21st-century British conservative magazine

The Critic is a British conservative (Note: Sources describing The Critic as conservative:) monthly political and cultural magazine. The magazine was founded in November 2019, with Michael Mosbacher, former editor of Standpoint, and Christopher Montgomery, a strategist with the European Research Group of Eurosceptic Tory MPs, as co-editors. It was funded by its owner Jeremy Hosking, a City of London financier and donor to Reform UK, the Conservative party, and Laurence Fox's Reclaim Party, who had previously donated to Standpoint.

Contributors include David Starkey, Peter Hitchens, Douglas Murray, Toby Young, Patrick Kidd, Yuan Yi Zhu and Robert Hutton.

== History ==

Founding co-editor Michael Mosbacher said that Jeremy Hosking had been unwilling to continue funding Standpoint after its board resisted Hosking's demand for more "culture wars content". Mosbacher said of Hosking, "He's a strong Brexiteer, Eurosceptic and right-of-centre, but we are not trying to fit into that narrowly".

Mosbacher characterised The Critic as covering the cultural issues that underpin Brexit. The Times Literary Supplement described it as having a resemblance to The Spectator, with a mission "to criticize the critics". An editorial from the first issue in 2019 attacked "the closed mind", whose "high priests" are found in the universities, "the civil service, the BBC, the courts, the churches, the arts and the quangos". The Critic has been described as combining "more radical forms of populism and more communitarian forms of conservatism", and "[flirting] with the outer-most limits of respectable nationalism". It is considered to be opposed to net-zero targets, and "wokeness".

In January 2020, Mosbacher said that the magazine planned to introduce a paywall if subscriber numbers increased to allow the magazine to become self-sufficient.

An April 2020 article by John McTernan, former political strategist for Tony Blair, encouraged Keir Starmer to purge "Corbynistas" from the Labour party, saying that "there's no problem with a witch-hunt when there really are witches to hunt".

In July 2020, after historian David Starkey was forced to apologise for an interview comment in which he referred to "so many damn blacks in Africa", The Critic decided to retain him as a columnist, expressing opposition to cancel culture.
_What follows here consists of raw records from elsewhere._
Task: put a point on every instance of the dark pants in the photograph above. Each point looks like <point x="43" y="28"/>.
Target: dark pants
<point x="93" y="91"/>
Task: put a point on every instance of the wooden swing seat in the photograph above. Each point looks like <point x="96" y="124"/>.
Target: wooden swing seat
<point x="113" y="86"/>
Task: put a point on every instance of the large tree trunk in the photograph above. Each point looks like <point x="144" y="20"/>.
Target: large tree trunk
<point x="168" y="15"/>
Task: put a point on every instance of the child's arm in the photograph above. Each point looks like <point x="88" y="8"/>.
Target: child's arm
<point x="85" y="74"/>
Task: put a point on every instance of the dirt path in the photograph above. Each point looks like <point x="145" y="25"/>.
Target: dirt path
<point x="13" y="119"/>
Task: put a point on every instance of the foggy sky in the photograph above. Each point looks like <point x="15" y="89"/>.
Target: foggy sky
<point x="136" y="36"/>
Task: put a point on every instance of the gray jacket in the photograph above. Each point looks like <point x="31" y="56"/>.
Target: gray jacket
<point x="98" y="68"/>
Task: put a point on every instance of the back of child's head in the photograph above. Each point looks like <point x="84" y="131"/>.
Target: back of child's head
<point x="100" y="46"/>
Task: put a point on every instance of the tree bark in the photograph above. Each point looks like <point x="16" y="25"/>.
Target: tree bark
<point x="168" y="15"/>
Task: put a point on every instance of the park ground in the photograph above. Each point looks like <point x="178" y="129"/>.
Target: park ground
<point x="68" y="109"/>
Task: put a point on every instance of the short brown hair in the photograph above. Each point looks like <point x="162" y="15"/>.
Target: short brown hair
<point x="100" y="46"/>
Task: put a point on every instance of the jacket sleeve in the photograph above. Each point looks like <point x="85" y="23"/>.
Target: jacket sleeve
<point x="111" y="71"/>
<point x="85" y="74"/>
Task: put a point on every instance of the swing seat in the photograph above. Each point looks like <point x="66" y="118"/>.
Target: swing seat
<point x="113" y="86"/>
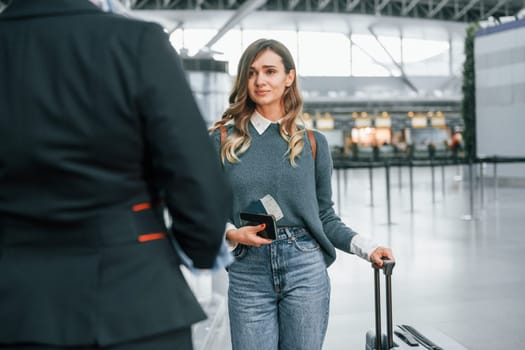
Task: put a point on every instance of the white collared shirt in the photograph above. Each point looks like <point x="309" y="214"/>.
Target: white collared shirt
<point x="260" y="123"/>
<point x="360" y="246"/>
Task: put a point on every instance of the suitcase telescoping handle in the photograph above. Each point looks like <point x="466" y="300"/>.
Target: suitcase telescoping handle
<point x="388" y="266"/>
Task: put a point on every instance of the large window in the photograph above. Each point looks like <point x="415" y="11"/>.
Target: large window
<point x="337" y="54"/>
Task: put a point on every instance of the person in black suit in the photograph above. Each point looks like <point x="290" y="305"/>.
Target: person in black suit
<point x="100" y="135"/>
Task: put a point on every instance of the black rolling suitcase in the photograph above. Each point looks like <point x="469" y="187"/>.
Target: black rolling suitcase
<point x="403" y="336"/>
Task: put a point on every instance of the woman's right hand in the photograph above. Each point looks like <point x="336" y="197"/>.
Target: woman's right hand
<point x="247" y="235"/>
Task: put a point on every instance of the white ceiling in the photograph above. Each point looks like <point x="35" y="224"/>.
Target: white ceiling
<point x="306" y="21"/>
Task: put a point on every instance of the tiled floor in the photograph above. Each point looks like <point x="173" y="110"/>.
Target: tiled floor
<point x="464" y="278"/>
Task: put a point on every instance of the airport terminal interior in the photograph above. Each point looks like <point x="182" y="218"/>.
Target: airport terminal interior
<point x="387" y="82"/>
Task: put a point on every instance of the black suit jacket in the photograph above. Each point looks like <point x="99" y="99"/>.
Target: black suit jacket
<point x="99" y="132"/>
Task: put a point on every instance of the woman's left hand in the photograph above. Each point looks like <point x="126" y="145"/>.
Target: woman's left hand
<point x="376" y="257"/>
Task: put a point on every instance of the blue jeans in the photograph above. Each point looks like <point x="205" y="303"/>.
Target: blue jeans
<point x="279" y="294"/>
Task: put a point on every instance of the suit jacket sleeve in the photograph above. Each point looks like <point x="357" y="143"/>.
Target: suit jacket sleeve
<point x="185" y="167"/>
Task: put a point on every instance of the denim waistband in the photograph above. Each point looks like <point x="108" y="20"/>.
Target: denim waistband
<point x="286" y="232"/>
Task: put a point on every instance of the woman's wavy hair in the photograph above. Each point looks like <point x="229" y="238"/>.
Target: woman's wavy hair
<point x="242" y="107"/>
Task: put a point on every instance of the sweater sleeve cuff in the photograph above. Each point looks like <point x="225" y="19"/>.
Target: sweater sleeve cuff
<point x="362" y="246"/>
<point x="231" y="245"/>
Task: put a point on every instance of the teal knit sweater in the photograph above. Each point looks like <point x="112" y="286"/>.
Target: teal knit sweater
<point x="303" y="192"/>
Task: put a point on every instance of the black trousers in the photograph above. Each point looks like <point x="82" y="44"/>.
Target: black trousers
<point x="177" y="340"/>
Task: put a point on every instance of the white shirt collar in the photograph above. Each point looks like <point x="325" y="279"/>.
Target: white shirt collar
<point x="260" y="123"/>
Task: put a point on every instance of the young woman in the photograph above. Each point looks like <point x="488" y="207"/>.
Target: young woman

The Sunday Times noted that Starkey's column in the then latest issue of The Critic concerned Black Lives Matter.

== Reception ==
In his essay wishing success for the new publication, David Goodhart, founder of Prospect, remarked, "Does the world need another magazine of tastefully-written, somewhat contrarian, conservatively-inclined thinking? Probably not." Peter Wilby of the New Statesman responded, "I would say probably yes, so why do we never get one?"

Solomon Hughes in the Morning Star derided The Critic, along with Standpoint and UnHerd, as "rich men's megaphones", which in contrast to left-wing publications, "rely on millionaires more than actual readers". He said that such magazines are treated seriously by the mainstream press in part because of their "glossy" presentation, but more so "because they will pay a slumming mainstream journalist very well".

Josh White, writing in Battleground, said, "Any Conservative who is aggrieved by the lack of social cohesion in the wake of austerity may pick up the mag and feel his (usually his) prejudices reaffirmed".

openDemocracy criticised Hosking's opposition to net-zero, and that of the publications he funds, noting his substantial financial interest in the fossil fuel industry.